Wednesday, May 27, 2009

"My faith was broken ..."

Last week the National Public Radio program "All Things Considered" mentioned one of the distant intentionality studies that my colleagues and I published last year. The study showed that in emotionally bonded couples where one was healthy and the other was being treated for cancer, that when the healthy partner sent compassionate intention thoughts towards their loved one, then the physiological state of the patient, who was isolated at a distance, responded. This is one of a few dozen similar studies conducted over the past few decades. Cumulatively they show repeatable evidence that we are connected in spooky ways that resemble on a macro scale what quantum entanglement is on the micro scale. [These studies were not designed to test whether that connection affects healing.]

It was predictable that some people would not like the NPR program. One of those comments appeared today in the Huffington Post by someone who was clearly miffed by the very concept that thoughts might influence the world. When I see such strong opinions expressed, it is almost always the case that the person offering those opinions doesn't actually know anything about the underlying empirical data. And the emotional pressure underlying that opinion, especially among scientists, very often can be traced to a deeply held anger against religion, which they imagine which is what motivates these experiments [It doesn't, at least not for me. I'm agnostic about religion.]

In this case, the author of that op-ed admits his bias: "When I was young, my faith was broken by God's apparent stony silence in the face of such [medical and other] agonies...." That same faith can be broken by discovering that Santa Claus is really your dad, or that the Tooth Fairy is really your mom. Some children never recover from the humiliation at being fooled by supposedly trustworthy adults, so like a steel trap their minds snap shut and forever after disallow certain ideas.

The problem is that in this case there is empirical evidence that has nothing to do with religious faith, or any sort of faith, that supports the idea that our thoughts actually do influence the world around us. A little bit. And not nearly to the extent that a child's imagination thinks they ought to. In addition, the quantum connection is not so easy to dismiss after all, at least for those who are willing to rationally ponder the evidence. My books and the book Quantum Enigma discuss all this in more detail.

Monday, May 25, 2009

Superpowers Symposium 2009


Chris Knowles provides an excellent summary of a symposium on "superpowers" I attended at Esalen Institute in Big Sur last week. I am used to attending scientific conferences, which are often heavy on details, data and statistics. By contrast, this meeting was heavy on the humanities and light on science, a challenging but very refreshing change for me.  My talk was entitled "Reality 3.3," in which I attempted to show how our models of common sense have evolved over time. I identified 3 major shifts in historical worldviews, and I speculated about a 4th (Reality 4.0) that is almost on the horizon.

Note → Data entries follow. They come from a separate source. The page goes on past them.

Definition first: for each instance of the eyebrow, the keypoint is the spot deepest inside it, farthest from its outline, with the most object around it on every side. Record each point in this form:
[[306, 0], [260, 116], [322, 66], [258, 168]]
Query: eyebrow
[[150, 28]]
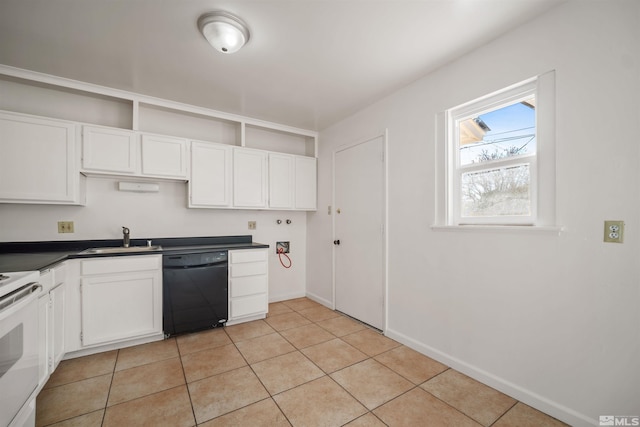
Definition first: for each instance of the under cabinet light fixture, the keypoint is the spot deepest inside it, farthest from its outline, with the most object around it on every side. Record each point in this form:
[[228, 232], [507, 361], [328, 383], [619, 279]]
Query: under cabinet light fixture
[[139, 187], [225, 32]]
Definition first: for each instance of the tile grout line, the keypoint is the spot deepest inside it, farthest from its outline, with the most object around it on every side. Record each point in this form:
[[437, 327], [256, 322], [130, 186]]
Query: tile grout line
[[186, 383]]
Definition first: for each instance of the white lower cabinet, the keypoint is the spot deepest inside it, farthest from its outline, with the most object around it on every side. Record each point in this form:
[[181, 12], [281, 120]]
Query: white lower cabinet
[[51, 321], [248, 284], [56, 316], [120, 298]]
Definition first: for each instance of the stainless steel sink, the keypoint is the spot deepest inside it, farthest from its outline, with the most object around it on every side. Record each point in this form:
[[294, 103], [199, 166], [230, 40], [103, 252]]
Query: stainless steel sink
[[122, 249]]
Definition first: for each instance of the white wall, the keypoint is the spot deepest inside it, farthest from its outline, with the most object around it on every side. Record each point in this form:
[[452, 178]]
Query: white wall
[[553, 320], [162, 214]]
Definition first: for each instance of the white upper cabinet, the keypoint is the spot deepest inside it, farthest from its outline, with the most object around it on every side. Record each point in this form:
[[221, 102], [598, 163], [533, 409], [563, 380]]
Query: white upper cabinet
[[249, 178], [164, 156], [292, 182], [305, 191], [210, 181], [123, 152], [108, 150], [281, 181], [39, 163]]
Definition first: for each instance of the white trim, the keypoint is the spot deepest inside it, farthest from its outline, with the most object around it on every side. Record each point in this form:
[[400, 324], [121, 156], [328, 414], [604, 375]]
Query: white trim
[[139, 98], [385, 219], [526, 229], [543, 173]]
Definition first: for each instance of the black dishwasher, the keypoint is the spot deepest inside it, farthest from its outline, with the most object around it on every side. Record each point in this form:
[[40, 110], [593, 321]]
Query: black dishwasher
[[195, 292]]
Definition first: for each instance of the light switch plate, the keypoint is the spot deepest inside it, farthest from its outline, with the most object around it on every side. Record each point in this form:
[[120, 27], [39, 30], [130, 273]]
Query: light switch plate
[[65, 226], [613, 231]]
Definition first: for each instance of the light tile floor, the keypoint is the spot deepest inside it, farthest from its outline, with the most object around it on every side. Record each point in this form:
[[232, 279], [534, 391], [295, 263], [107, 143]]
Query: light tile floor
[[304, 365]]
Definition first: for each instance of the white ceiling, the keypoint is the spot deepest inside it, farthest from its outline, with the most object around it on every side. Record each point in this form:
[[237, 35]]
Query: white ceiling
[[308, 63]]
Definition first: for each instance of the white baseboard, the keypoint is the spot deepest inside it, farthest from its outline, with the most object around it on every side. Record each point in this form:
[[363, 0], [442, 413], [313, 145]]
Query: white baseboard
[[525, 396], [284, 297], [325, 302]]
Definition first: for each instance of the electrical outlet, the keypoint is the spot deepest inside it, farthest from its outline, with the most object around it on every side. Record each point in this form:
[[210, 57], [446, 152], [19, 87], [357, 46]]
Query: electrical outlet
[[65, 226], [282, 247], [613, 231]]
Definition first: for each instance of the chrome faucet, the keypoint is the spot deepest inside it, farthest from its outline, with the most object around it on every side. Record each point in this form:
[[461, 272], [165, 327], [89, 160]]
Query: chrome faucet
[[125, 237]]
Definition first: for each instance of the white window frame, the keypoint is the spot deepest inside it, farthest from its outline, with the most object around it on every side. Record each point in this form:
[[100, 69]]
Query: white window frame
[[541, 164]]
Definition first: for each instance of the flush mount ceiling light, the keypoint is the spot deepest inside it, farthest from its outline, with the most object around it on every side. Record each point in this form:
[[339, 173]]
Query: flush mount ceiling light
[[225, 32]]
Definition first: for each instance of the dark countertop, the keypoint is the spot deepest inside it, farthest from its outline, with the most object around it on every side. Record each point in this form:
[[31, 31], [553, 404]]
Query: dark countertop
[[32, 256]]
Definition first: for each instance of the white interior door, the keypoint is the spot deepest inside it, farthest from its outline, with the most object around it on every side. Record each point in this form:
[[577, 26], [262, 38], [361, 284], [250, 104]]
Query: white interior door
[[359, 231]]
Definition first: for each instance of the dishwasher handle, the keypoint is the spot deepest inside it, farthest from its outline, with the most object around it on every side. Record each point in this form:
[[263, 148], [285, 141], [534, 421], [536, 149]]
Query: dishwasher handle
[[18, 295], [189, 267]]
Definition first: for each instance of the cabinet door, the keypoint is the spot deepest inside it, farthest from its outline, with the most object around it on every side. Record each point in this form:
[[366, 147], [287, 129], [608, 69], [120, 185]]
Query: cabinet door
[[210, 183], [249, 178], [116, 307], [38, 160], [305, 183], [164, 156], [281, 174], [107, 150]]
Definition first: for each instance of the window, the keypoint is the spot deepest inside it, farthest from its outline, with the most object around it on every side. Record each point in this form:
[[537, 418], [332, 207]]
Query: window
[[500, 157]]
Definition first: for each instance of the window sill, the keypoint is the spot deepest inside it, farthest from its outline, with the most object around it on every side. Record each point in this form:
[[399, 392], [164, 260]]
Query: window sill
[[526, 229]]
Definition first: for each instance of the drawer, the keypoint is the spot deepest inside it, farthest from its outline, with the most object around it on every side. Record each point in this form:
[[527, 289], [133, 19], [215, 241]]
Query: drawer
[[60, 274], [248, 256], [122, 264], [255, 304], [248, 285], [248, 269]]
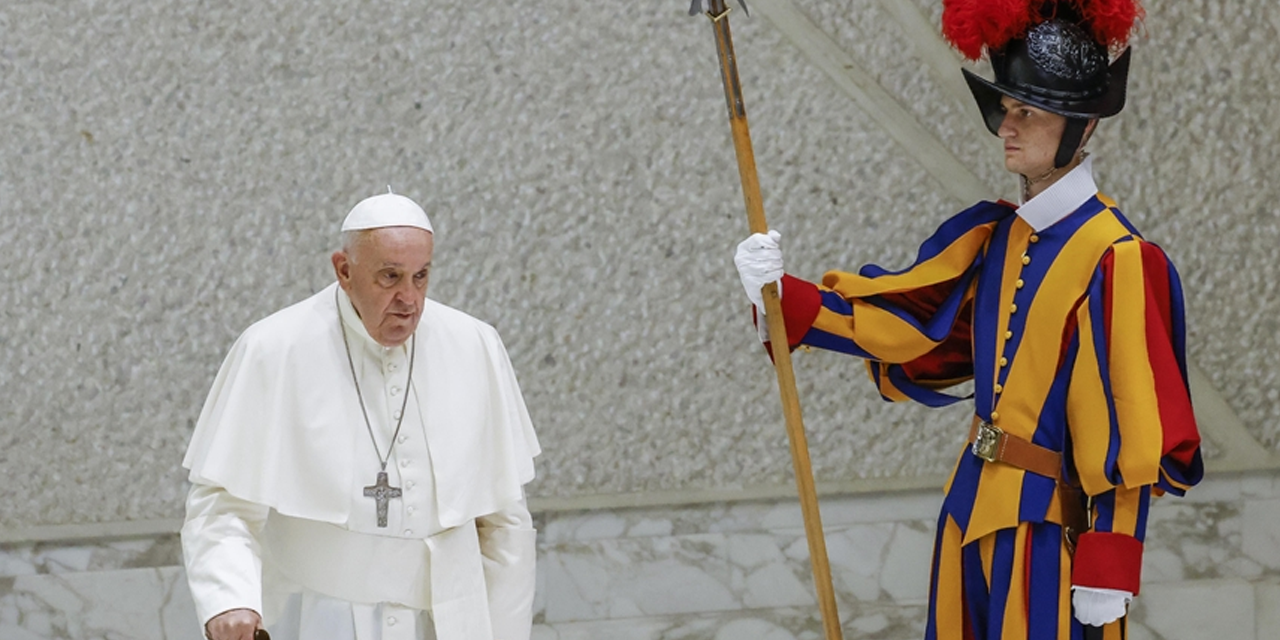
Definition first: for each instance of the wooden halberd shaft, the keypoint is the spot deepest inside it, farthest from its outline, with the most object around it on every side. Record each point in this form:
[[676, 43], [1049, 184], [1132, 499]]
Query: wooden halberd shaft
[[718, 14]]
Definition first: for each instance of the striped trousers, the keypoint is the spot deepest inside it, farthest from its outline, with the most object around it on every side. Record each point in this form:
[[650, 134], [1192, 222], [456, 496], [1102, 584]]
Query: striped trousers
[[1013, 584]]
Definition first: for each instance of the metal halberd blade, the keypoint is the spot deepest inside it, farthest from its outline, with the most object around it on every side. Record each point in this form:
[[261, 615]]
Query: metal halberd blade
[[696, 7]]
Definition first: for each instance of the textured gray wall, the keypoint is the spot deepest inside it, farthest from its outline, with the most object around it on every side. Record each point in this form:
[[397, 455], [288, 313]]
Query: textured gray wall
[[170, 172]]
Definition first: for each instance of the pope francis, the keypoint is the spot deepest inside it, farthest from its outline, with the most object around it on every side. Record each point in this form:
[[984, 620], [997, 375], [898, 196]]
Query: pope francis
[[359, 467]]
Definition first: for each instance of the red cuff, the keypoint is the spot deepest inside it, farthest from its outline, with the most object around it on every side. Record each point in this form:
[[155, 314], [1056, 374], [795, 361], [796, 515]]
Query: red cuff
[[1107, 561], [800, 305]]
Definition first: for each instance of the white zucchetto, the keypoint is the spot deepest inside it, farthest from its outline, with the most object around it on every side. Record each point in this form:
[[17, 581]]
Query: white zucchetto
[[385, 210]]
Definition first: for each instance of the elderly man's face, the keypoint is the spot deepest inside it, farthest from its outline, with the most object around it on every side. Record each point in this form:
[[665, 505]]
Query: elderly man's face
[[385, 273]]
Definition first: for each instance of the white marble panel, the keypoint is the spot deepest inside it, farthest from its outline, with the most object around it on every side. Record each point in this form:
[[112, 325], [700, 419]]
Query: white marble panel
[[1197, 611], [631, 577], [1267, 604], [22, 560], [1262, 531], [135, 604]]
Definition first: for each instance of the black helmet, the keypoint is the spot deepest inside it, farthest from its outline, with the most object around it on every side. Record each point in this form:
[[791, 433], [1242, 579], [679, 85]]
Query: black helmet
[[1057, 64]]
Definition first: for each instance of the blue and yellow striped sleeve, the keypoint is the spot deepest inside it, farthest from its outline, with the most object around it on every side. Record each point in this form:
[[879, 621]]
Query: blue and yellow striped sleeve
[[1132, 426], [912, 325]]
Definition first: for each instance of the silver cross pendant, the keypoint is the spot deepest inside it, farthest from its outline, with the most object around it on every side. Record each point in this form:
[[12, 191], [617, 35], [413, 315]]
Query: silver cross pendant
[[382, 492]]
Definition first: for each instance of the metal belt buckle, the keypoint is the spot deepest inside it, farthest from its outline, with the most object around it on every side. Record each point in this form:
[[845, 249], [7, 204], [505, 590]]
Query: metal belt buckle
[[987, 440]]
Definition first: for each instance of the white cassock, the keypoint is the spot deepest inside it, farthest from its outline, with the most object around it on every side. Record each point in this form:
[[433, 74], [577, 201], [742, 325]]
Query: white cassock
[[278, 520]]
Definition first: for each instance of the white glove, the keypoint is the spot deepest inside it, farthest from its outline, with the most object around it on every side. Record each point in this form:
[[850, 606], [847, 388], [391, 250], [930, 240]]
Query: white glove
[[1097, 607], [759, 261]]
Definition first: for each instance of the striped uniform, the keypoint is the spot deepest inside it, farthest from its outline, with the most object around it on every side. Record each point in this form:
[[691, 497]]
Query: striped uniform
[[1074, 339]]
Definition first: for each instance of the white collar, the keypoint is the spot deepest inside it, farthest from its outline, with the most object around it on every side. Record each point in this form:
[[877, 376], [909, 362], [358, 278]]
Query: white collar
[[1060, 199]]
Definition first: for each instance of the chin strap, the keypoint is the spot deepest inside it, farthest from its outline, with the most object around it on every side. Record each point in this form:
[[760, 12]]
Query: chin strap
[[1072, 137]]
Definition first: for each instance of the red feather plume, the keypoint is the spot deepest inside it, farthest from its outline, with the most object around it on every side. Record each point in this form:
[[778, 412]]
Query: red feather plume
[[973, 24]]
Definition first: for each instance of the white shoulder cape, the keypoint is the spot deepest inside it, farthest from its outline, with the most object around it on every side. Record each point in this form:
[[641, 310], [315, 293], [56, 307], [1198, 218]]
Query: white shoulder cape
[[279, 424]]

The most startling part of the meeting for me was when Jacques Vallee spoke in detail about a UFO flap in Brazil. I hadn't realized the extent to which the Brazilian military was involved in studying that case, which persisted for three months, or the strength of the evidence, some of which is still classified.  

Tuesday, May 05, 2009

The Mystical Roots of Science Fiction

Here is a teaser of an audio clip interview with Jeff Kripal, author of the upcoming Authors of the Impossible (due out in early 2010). I've read an advance copy of that book, and I think his take on why people have always been drawn towards the paranormal is exactly right. As the blurb about his book says on the EnlightenNext website:

[It's] about the relationship between mysticism, pop culture, and the paranormal. Weaving together an interesting combination of sources--from Philip K. Dick to the human potential movement to the UFOlogy of French astronomer Jacques Valle—he describes why he thinks that our general cultural obsession with science fiction, as seen in the popularity of TV shows like Heroes and movies like The X-Men, is a modern expression of the same spiritual impulse toward the “supernormal” that lies at the heart of all religious traditions. But as Kripal points out, these new sci-fi mythologies are distinct from the traditions in that they are oriented toward the future rather than the past, allowing us to see our present-day culture as a more primitive version of what has yet to evolve.
Unlike many scholars who dismiss our impulses towards the supernormal as mere fantasy, Kripal recognizes that these impulses reflect something that is quite palpably real, meaningful, and important.